I thought that if I could just be like everyone else, then I wouldn’t feel so alone. When in fact, I started to feel lonelier than I did before.
What was it that I was searching for?
I mean I had great parents, they still loved me and took care of me. As any parent would be, they were still on my back about cleaning my room, doing the dishes, responding to their text messages which they still expect to this day.
I had great friends. I played sports. We had sleepovers and I even got good grades. But still I felt like something was missing.
I wanted to feel like there was greater meaning and purpose to my life — or as why I was even put here on this earth.
I was searching for a deeper meaning.
Is this life I am living enough? If so, then why am I still not enough? That’s why I started experimenting with drugs and alcohol at the age of 14.
I thought I found the perfect mask that would temporarily make me feel like I was good enough.
As I continued to use the thoughts around being good enough and the questions even around my existence started to vanish. I became addicted.
You see, I remember hearing the phrase “just say no” but it wasn’t just that easy. Once I found the perfect mask to hide behind, I continued to bury my pain and my secrets even deeper.
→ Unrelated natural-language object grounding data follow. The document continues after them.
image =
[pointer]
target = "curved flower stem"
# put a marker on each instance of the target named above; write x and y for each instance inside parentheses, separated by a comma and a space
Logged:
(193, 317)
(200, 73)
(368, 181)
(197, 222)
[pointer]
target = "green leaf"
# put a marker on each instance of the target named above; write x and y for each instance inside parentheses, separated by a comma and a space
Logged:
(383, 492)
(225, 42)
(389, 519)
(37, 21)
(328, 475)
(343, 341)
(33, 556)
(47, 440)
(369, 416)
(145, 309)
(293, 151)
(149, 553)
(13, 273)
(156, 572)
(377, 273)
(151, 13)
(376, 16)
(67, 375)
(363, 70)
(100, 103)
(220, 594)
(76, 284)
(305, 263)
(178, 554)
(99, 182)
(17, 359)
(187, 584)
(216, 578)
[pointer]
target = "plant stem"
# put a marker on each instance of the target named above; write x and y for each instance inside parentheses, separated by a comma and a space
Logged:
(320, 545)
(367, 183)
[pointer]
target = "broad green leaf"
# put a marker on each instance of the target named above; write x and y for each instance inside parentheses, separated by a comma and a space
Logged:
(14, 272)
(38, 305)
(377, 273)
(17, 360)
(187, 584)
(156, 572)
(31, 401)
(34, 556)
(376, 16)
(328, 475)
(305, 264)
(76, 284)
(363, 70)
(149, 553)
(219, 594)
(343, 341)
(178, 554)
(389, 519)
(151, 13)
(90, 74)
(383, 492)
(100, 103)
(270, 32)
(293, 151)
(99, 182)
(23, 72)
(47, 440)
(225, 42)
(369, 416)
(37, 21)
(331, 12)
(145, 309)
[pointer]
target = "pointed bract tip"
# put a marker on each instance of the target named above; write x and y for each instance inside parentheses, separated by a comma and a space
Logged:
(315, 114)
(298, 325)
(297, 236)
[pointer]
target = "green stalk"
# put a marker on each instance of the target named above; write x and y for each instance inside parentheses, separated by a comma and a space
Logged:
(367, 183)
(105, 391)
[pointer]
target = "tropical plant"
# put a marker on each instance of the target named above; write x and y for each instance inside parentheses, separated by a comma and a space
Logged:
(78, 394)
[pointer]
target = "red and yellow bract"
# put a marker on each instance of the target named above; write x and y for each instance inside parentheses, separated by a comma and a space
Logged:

That’s when I began to fall prey to the question: Why me? Why is this happening to me?
Something I’m sure maybe all of us have asked ourselves at some point. Or maybe we have had this feeling of not feeling good enough.
Maybe for you it was — you didn’t feel smart enough or pretty enough or skinny enough or strong enough, or just enough in anything that you do.
And the secret to being enough was just always out of reach.
Fast forward a few years for me and going into high school, and all of my dreams, goals and aspirations that I had as a child started to slowly disappear. I didn’t know where to turn, or who to talk to.
As I continued to use this feeling of not feeling good enough became worse and I couldn’t look myself in the mirror anymore.
As I continued to use, I continued to make horrible decisions. I started getting into trouble with the law. And instead of asking for help, I ended up using even more heavily.
Going back to that night at the lake – yes, I drove away. By God’s grace, yes, I am still here.
But like I said instead of asking for help, I started using even more. And as things became worse, I eventually lost my job, my apartment. I was losing my friends and I was pushing away my family and felt like I had nobody to turn to.
I was digging myself so deep into a hole that I thought I would never make it out of there.
Not until — thankfully — about a year later, I happened to reconnect with one of my older sisters. She saw that I was at one of the lowest points in my life. And she offered me some support.
What was so great is that she didn’t shame me or force me to change. Instead, she met me in my mess and asked how she could help me.
She offered me a place to live and food to eat but only under one condition: I had to get sober.
Sober? I wasn’t sure if that was going to be possible.
In fact, the word “recovery” was something that I had never used in my vocabulary before. Oh, yeah and I had to live in her basement, give her my car keys, eat when she said I had to eat and be home when she said I had to be home. I felt like a child again.
But the truth is: I had no other option at that point. I no longer wanted to suffer.
So I dropped to my knees and I let go of the control.
I was done doing it my own way and I was done trying to figure it all out by myself. I wanted to figure out what recovery meant to me.
And now I stand here before you today because of her unconditional love and God’s grace that I was given a second chance at life. Something I used to never even believe in.
As I started to figure out what recovery meant to me, it was in December of 2013, before I could even legally step foot in the bar at the age of 20 years old, I found recovery.